11. Make sure your MobileFirst application is configured to communicate with your DataPower’s IP and port.

Default behavior with BasicRegistry

By default, this patterns checks the credentials against a hardcoded file called local:///MyAAA.xml, which contains a test user with username fred and password smith. This default is intended for development use only and should be modified for any deployment connected to an untrusted network. The user you want to test with needs to be in both DataPower’s MyAAA.xml and the registry configured in Liberty’s server.xml file.

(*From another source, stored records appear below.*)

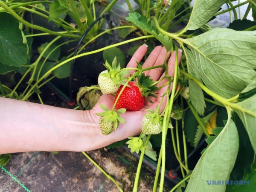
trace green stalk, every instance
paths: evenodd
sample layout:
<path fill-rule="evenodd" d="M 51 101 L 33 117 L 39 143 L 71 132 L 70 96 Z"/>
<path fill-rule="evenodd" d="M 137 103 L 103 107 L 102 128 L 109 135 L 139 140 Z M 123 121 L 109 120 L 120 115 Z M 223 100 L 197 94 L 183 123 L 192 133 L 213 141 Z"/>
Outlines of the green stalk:
<path fill-rule="evenodd" d="M 31 65 L 32 66 L 32 65 L 34 66 L 34 67 L 33 72 L 32 73 L 32 75 L 31 75 L 31 77 L 30 77 L 30 79 L 29 79 L 29 84 L 31 84 L 31 82 L 33 80 L 34 76 L 35 76 L 35 71 L 36 70 L 36 68 L 37 67 L 37 65 L 38 64 L 39 62 L 40 61 L 40 60 L 43 57 L 44 54 L 45 53 L 46 51 L 47 50 L 47 49 L 49 48 L 49 47 L 51 47 L 52 46 L 52 44 L 53 44 L 55 41 L 56 41 L 58 39 L 59 39 L 61 37 L 60 36 L 57 37 L 55 38 L 54 39 L 53 39 L 53 40 L 50 43 L 49 43 L 49 44 L 48 45 L 47 45 L 47 46 L 44 49 L 44 50 L 43 50 L 43 51 L 41 53 L 40 55 L 39 55 L 39 56 L 38 57 L 38 58 L 37 58 L 36 61 L 35 62 L 35 63 L 34 63 L 33 64 L 32 64 Z M 39 74 L 38 74 L 38 75 L 39 76 Z"/>
<path fill-rule="evenodd" d="M 163 0 L 158 0 L 157 1 L 157 3 L 158 4 L 158 6 L 157 6 L 157 11 L 156 12 L 156 14 L 155 15 L 155 17 L 156 18 L 157 18 L 157 19 L 159 19 L 159 13 L 160 13 L 160 10 L 162 8 L 162 5 L 163 3 Z"/>
<path fill-rule="evenodd" d="M 159 192 L 162 192 L 163 189 L 163 183 L 164 180 L 164 173 L 165 169 L 165 161 L 166 161 L 166 137 L 167 134 L 167 129 L 168 128 L 168 125 L 170 120 L 170 117 L 171 116 L 171 112 L 172 108 L 172 104 L 173 103 L 173 100 L 174 99 L 174 94 L 175 93 L 175 89 L 177 84 L 177 67 L 178 67 L 178 50 L 177 48 L 176 49 L 176 55 L 175 59 L 175 68 L 174 72 L 174 76 L 173 78 L 173 84 L 172 86 L 172 94 L 171 95 L 171 98 L 169 102 L 169 108 L 168 110 L 166 110 L 165 113 L 164 118 L 164 124 L 163 128 L 163 134 L 162 137 L 162 145 L 163 146 L 163 154 L 162 158 L 162 167 L 161 169 L 161 177 L 160 180 L 160 186 L 159 188 Z M 166 113 L 167 113 L 166 116 Z M 168 120 L 166 119 L 168 118 Z"/>
<path fill-rule="evenodd" d="M 236 5 L 234 6 L 233 7 L 230 7 L 230 8 L 224 10 L 222 11 L 221 12 L 219 12 L 214 15 L 214 16 L 216 16 L 217 15 L 220 15 L 223 14 L 223 13 L 226 13 L 227 12 L 229 12 L 233 10 L 233 9 L 236 9 L 237 7 L 240 7 L 244 5 L 245 5 L 247 3 L 248 3 L 249 2 L 248 1 L 244 1 L 244 2 L 241 3 L 239 3 L 237 5 Z"/>
<path fill-rule="evenodd" d="M 44 105 L 44 102 L 43 102 L 43 100 L 42 100 L 42 98 L 41 98 L 41 97 L 40 96 L 40 95 L 39 95 L 39 93 L 37 93 L 37 94 L 38 95 L 38 99 L 39 99 L 40 103 L 41 103 L 41 104 Z"/>
<path fill-rule="evenodd" d="M 204 99 L 207 102 L 209 102 L 210 103 L 212 103 L 213 104 L 216 105 L 220 106 L 221 107 L 224 107 L 224 105 L 218 103 L 218 102 L 216 102 L 215 101 L 212 101 L 212 100 L 206 98 L 205 97 L 204 98 Z"/>
<path fill-rule="evenodd" d="M 176 185 L 175 185 L 172 189 L 170 191 L 170 192 L 173 192 L 175 189 L 177 189 L 179 186 L 180 186 L 184 181 L 189 179 L 190 177 L 191 177 L 191 175 L 187 175 L 186 177 L 185 177 L 182 180 L 180 181 L 179 183 L 177 183 Z"/>
<path fill-rule="evenodd" d="M 23 79 L 24 79 L 24 78 L 25 78 L 25 77 L 26 76 L 26 75 L 28 74 L 28 73 L 29 73 L 29 72 L 31 70 L 31 68 L 29 68 L 27 70 L 27 71 L 26 72 L 26 73 L 24 73 L 24 75 L 23 75 L 23 76 L 22 76 L 22 77 L 21 77 L 21 79 L 20 79 L 20 81 L 19 81 L 18 83 L 17 83 L 17 84 L 15 86 L 15 87 L 14 87 L 14 89 L 13 89 L 13 90 L 12 90 L 12 91 L 11 93 L 10 93 L 10 96 L 9 96 L 10 98 L 12 98 L 12 96 L 13 95 L 13 93 L 15 92 L 16 89 L 17 89 L 17 88 L 18 88 L 18 87 L 19 87 L 19 85 L 20 85 L 20 84 L 21 82 L 22 82 L 22 81 L 23 81 Z"/>
<path fill-rule="evenodd" d="M 52 54 L 56 49 L 57 49 L 58 48 L 61 47 L 62 45 L 65 45 L 66 44 L 68 44 L 69 43 L 70 43 L 70 42 L 74 41 L 76 41 L 76 40 L 70 40 L 70 41 L 67 41 L 64 42 L 64 43 L 62 43 L 62 44 L 58 45 L 58 46 L 56 46 L 56 47 L 54 47 L 54 48 L 51 51 L 51 52 L 49 53 L 49 54 L 47 55 L 44 58 L 44 62 L 42 64 L 42 65 L 41 65 L 41 67 L 40 67 L 40 69 L 39 69 L 39 70 L 38 71 L 38 76 L 37 76 L 37 78 L 36 78 L 36 80 L 37 81 L 38 81 L 38 79 L 39 79 L 39 76 L 40 76 L 40 73 L 41 73 L 41 71 L 42 70 L 42 69 L 43 69 L 43 67 L 44 65 L 44 64 L 45 63 L 45 62 L 46 62 L 46 61 L 47 61 L 47 60 L 48 59 L 48 58 L 49 58 L 49 57 L 51 55 L 52 55 Z"/>
<path fill-rule="evenodd" d="M 79 36 L 66 34 L 65 33 L 60 33 L 58 32 L 52 31 L 44 27 L 42 27 L 35 25 L 33 25 L 29 22 L 27 22 L 27 21 L 22 19 L 15 12 L 14 12 L 13 10 L 12 10 L 9 7 L 6 6 L 1 0 L 0 0 L 0 6 L 2 6 L 5 9 L 6 9 L 6 11 L 8 12 L 10 14 L 11 14 L 11 15 L 12 15 L 13 17 L 16 18 L 17 19 L 17 20 L 18 20 L 19 21 L 27 26 L 28 27 L 30 27 L 31 28 L 39 30 L 40 31 L 42 31 L 44 32 L 49 33 L 50 34 L 53 35 L 54 35 L 73 38 L 77 39 L 79 39 L 80 38 L 80 37 Z"/>
<path fill-rule="evenodd" d="M 137 167 L 137 171 L 136 172 L 136 176 L 135 176 L 135 180 L 134 181 L 134 185 L 133 192 L 137 192 L 138 190 L 138 185 L 139 183 L 139 179 L 140 179 L 140 169 L 141 169 L 141 166 L 142 165 L 142 162 L 143 162 L 143 157 L 145 154 L 145 150 L 146 148 L 148 145 L 148 143 L 149 141 L 149 139 L 151 135 L 149 135 L 147 137 L 147 139 L 145 141 L 145 145 L 143 147 L 143 149 L 141 151 L 140 154 L 140 160 L 139 160 L 139 163 L 138 164 L 138 166 Z"/>
<path fill-rule="evenodd" d="M 192 112 L 192 113 L 194 115 L 194 116 L 195 116 L 195 118 L 196 119 L 196 121 L 199 123 L 199 125 L 200 125 L 200 127 L 201 127 L 201 128 L 202 128 L 202 129 L 203 129 L 204 133 L 204 134 L 205 134 L 205 135 L 206 135 L 206 137 L 207 137 L 207 138 L 209 137 L 210 137 L 210 135 L 206 130 L 205 126 L 204 125 L 204 124 L 203 122 L 202 122 L 201 118 L 199 117 L 198 114 L 195 111 L 195 110 L 192 106 L 192 105 L 190 103 L 190 102 L 187 102 L 187 103 L 188 104 L 188 105 L 189 107 L 189 108 L 190 108 L 190 110 L 191 110 L 191 112 Z"/>
<path fill-rule="evenodd" d="M 133 74 L 133 75 L 131 76 L 131 77 L 130 77 L 129 78 L 129 79 L 128 79 L 128 80 L 127 80 L 127 81 L 125 82 L 125 84 L 124 85 L 123 87 L 122 87 L 122 89 L 120 91 L 120 92 L 119 93 L 119 94 L 117 96 L 117 97 L 116 97 L 116 101 L 115 101 L 115 103 L 114 103 L 114 105 L 113 105 L 113 107 L 112 109 L 112 112 L 114 110 L 115 110 L 115 107 L 116 107 L 116 103 L 117 103 L 117 102 L 118 101 L 118 99 L 119 99 L 119 98 L 120 98 L 120 97 L 121 96 L 121 95 L 122 94 L 122 93 L 123 92 L 123 91 L 125 90 L 125 88 L 126 87 L 126 86 L 128 84 L 128 83 L 131 81 L 131 80 L 137 75 L 137 74 L 136 74 L 136 73 L 134 73 Z"/>
<path fill-rule="evenodd" d="M 115 180 L 114 179 L 113 179 L 113 178 L 111 176 L 109 175 L 108 174 L 108 173 L 107 173 L 107 172 L 105 171 L 104 171 L 104 170 L 98 164 L 97 164 L 97 163 L 95 162 L 95 161 L 93 160 L 93 159 L 91 158 L 90 158 L 90 157 L 89 155 L 88 155 L 85 152 L 82 151 L 82 153 L 84 154 L 84 155 L 85 157 L 86 157 L 91 162 L 92 162 L 95 166 L 96 166 L 96 167 L 97 167 L 97 168 L 99 169 L 106 176 L 106 177 L 107 177 L 109 179 L 112 180 L 113 182 L 113 183 L 116 184 L 116 185 L 117 187 L 117 188 L 118 188 L 118 189 L 120 191 L 123 191 L 122 189 L 119 186 L 119 185 L 117 184 L 117 183 L 116 183 L 116 182 Z"/>
<path fill-rule="evenodd" d="M 115 5 L 116 3 L 118 1 L 118 0 L 113 0 L 109 4 L 108 6 L 107 7 L 103 10 L 102 12 L 100 15 L 102 15 L 106 12 L 109 12 L 110 10 L 112 9 L 113 6 Z"/>
<path fill-rule="evenodd" d="M 228 4 L 227 3 L 226 3 L 226 4 L 227 5 L 227 6 L 228 8 L 229 7 Z M 230 23 L 232 23 L 232 15 L 231 15 L 231 11 L 230 11 L 229 12 L 229 15 L 230 15 Z"/>
<path fill-rule="evenodd" d="M 128 6 L 128 7 L 129 8 L 129 10 L 130 10 L 130 12 L 131 12 L 131 13 L 134 13 L 134 12 L 133 10 L 133 9 L 132 9 L 132 7 L 131 7 L 131 3 L 130 3 L 129 0 L 126 0 L 126 4 L 127 4 L 127 6 Z"/>
<path fill-rule="evenodd" d="M 234 14 L 234 18 L 235 18 L 235 20 L 237 20 L 238 19 L 237 18 L 237 13 L 236 12 L 236 8 L 234 8 L 234 6 L 230 1 L 228 1 L 227 3 L 230 6 L 230 8 L 233 9 L 232 11 L 233 11 L 233 14 Z"/>
<path fill-rule="evenodd" d="M 78 58 L 79 57 L 82 57 L 83 56 L 85 56 L 85 55 L 88 55 L 96 53 L 98 52 L 100 52 L 101 51 L 104 51 L 104 50 L 107 49 L 109 49 L 110 48 L 119 46 L 119 45 L 123 45 L 124 44 L 126 44 L 127 43 L 130 43 L 131 42 L 139 40 L 140 39 L 145 39 L 145 38 L 153 38 L 153 37 L 154 37 L 154 36 L 153 35 L 147 35 L 147 36 L 143 36 L 143 37 L 140 37 L 137 38 L 134 38 L 133 39 L 130 39 L 129 40 L 125 41 L 120 42 L 120 43 L 117 43 L 116 44 L 113 44 L 111 45 L 109 45 L 108 46 L 107 46 L 105 47 L 103 47 L 103 48 L 102 48 L 101 49 L 99 49 L 97 50 L 95 50 L 94 51 L 90 51 L 90 52 L 85 52 L 85 53 L 82 53 L 81 54 L 78 55 L 76 55 L 76 56 L 72 57 L 70 58 L 69 58 L 67 59 L 66 61 L 64 61 L 61 62 L 61 63 L 58 64 L 58 65 L 56 65 L 52 69 L 51 69 L 49 71 L 48 71 L 47 72 L 46 72 L 44 75 L 43 75 L 42 76 L 42 77 L 41 77 L 41 78 L 39 79 L 38 79 L 38 80 L 35 83 L 35 84 L 33 85 L 33 86 L 32 86 L 32 87 L 30 88 L 30 89 L 29 90 L 29 91 L 26 93 L 26 94 L 24 98 L 22 100 L 25 101 L 26 99 L 27 99 L 28 98 L 28 96 L 29 95 L 30 93 L 33 90 L 33 89 L 36 87 L 36 86 L 38 84 L 38 83 L 39 83 L 43 79 L 44 79 L 44 78 L 45 78 L 46 77 L 48 76 L 48 75 L 49 74 L 50 74 L 53 71 L 55 70 L 57 68 L 64 65 L 65 63 L 67 63 L 68 62 L 74 59 L 76 59 L 77 58 Z"/>
<path fill-rule="evenodd" d="M 10 6 L 10 8 L 11 9 L 15 8 L 16 7 L 19 7 L 20 6 L 27 6 L 30 5 L 34 5 L 35 4 L 39 4 L 39 3 L 52 3 L 52 2 L 48 1 L 32 1 L 30 2 L 27 2 L 27 3 L 8 3 L 7 2 L 5 2 L 6 3 L 7 5 L 11 5 Z M 2 10 L 3 10 L 4 9 L 3 8 L 0 8 L 0 12 L 2 12 Z"/>
<path fill-rule="evenodd" d="M 77 14 L 77 11 L 76 10 L 76 8 L 75 7 L 75 5 L 74 4 L 75 3 L 74 1 L 74 0 L 70 0 L 69 2 L 70 8 L 71 8 L 70 10 L 72 12 L 73 19 L 74 19 L 76 21 L 76 23 L 77 25 L 78 28 L 81 31 L 83 31 L 84 29 L 83 24 L 79 18 L 79 17 Z"/>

For production deployments, it is likely that customers will want to adjust the authentication mechanism, for example to integrate with an external user registry or other security system.

You can do this by editing your Multi-Protocol Gateway Policy: In the DataPower search bar, search for AAA Policy. Edit the policy called MFPIntegration_Web_HTTPS_FormLTPA_Form2LTPA. In the Authentication tab, change the authentication method. For example, you can choose Bind to LDAP server to perform a simple bind against an LDAP compliant directory server. The pattern supports the use of any valid DataPower AAA policy, however remember that the user identity returned from the authentication step must also exist in the Liberty user registry.

Note regarding SSL

The pattern by default ONLY supports SSL. You are required to setup a SSL Proxy Profile for the pattern to be deployed. Keep in mind that most mobile devices reject self-signed certificates by default (workaround not covered here).

During development, if you wish to open a non-SSL (HTTP) port, you need to modify the gateway: In your Multi-Protocol Gateway, look for Front side settings. Add an HTTP Front side handler, choose a port for HTTP requests, and make sure to check GET in the list of allowed methods.

Samples & Pattern

You can download the samples and pattern from GitHub. There are 3 samples available:

• DataPowerCordova contains a Cordova sample.
• DataPowerSwift contains a native Xcode project.
• DataPowerAndroid contains a native Android Studio project.
• pattern: contains the DataPower pattern to use for those samples.

Each of those samples use the ResourceAdapter adapter which can be found on GitHub as well.

Make sure to configure the server.xml and deploy the artifacts before running the samples.